How can I log out all users at once and force them to re-authenticate?

To do this, change the value of AUTH_SECRET in the .env and restart the backend. After that, all existing user sessions are immediately invalidated, and all users must log in again.

note

If only individual user sessions need to be invalidated, the respective user can be blocked. This also results in the immediate logout of that user.

What happens during a planned container restart?

Generally nothing critical. When Docker containers are shut down gracefully, they finish running tasks but no longer accept new ones. Docker waits until the container reports that all tasks are completed, then shuts it down cleanly.

On the next startup, pending tasks from the Redis queue are processed normally.

If containers are forcefully terminated, issues may arise with still-running tasks. OpenVLE attempts to automatically restore the state as much as possible in this case.
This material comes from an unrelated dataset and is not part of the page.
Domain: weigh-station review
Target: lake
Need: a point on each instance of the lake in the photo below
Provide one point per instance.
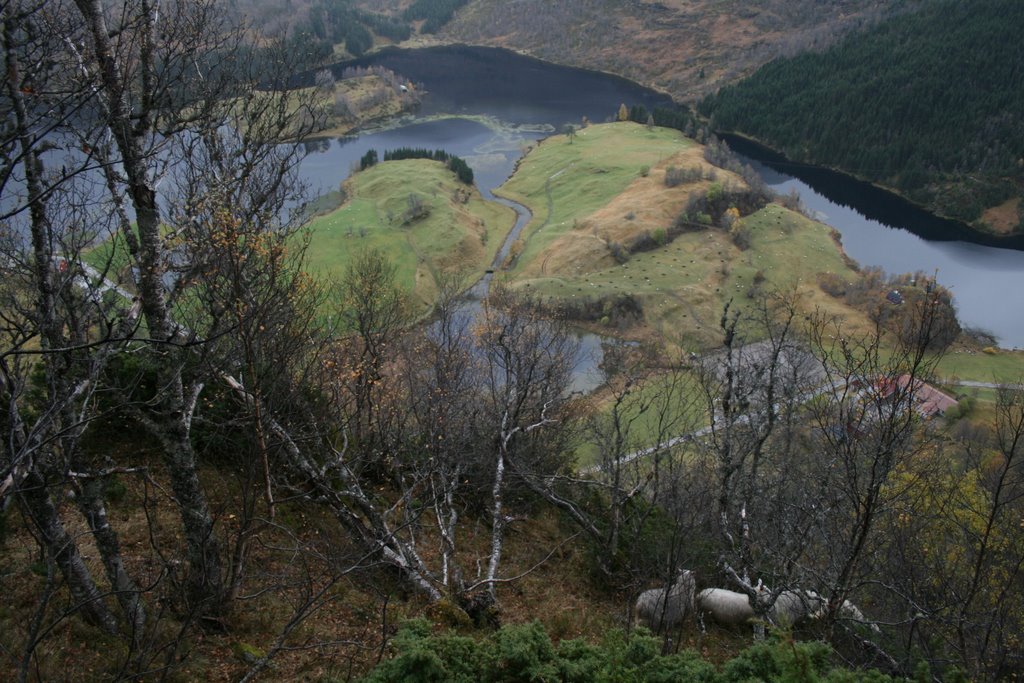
(503, 101)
The status of individual tasks can be viewed under System -> Tasks.

note

Docker only waits a limited time when stopping a container before it is forcefully killed. You may need to increase the timeout of the Docker stop command (e.g., with --time <seconds>).

Which Python version is used in the backend?
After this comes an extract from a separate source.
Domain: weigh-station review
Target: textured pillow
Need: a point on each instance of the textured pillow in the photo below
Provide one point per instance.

The backend currently uses Python 3.10.

Which components are required to start OpenVLE?

All components of the Docker Compose stack are required to start OpenVLE: MariaDB, MongoDB, Redis, Scheduler, all workers (worker, worker-vm-clone, worker-periodic), Backend, and Frontend.
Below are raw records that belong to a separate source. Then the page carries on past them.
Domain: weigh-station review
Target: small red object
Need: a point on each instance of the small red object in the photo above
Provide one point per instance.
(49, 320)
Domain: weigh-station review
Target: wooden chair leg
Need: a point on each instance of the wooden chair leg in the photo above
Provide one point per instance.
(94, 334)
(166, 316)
The external systems such as Proxmox VE, Apache Guacamole, LDAP server, OIDC provider, or SMTP server are not required to start the application. However, once actions within OpenVLE are performed that access these systems (e.g., VM creation, email sending, SSO login), they must be reachable and correctly configured.

Starting the stack is therefore also possible without the external components. See Infrastructure — External Systems for an overview.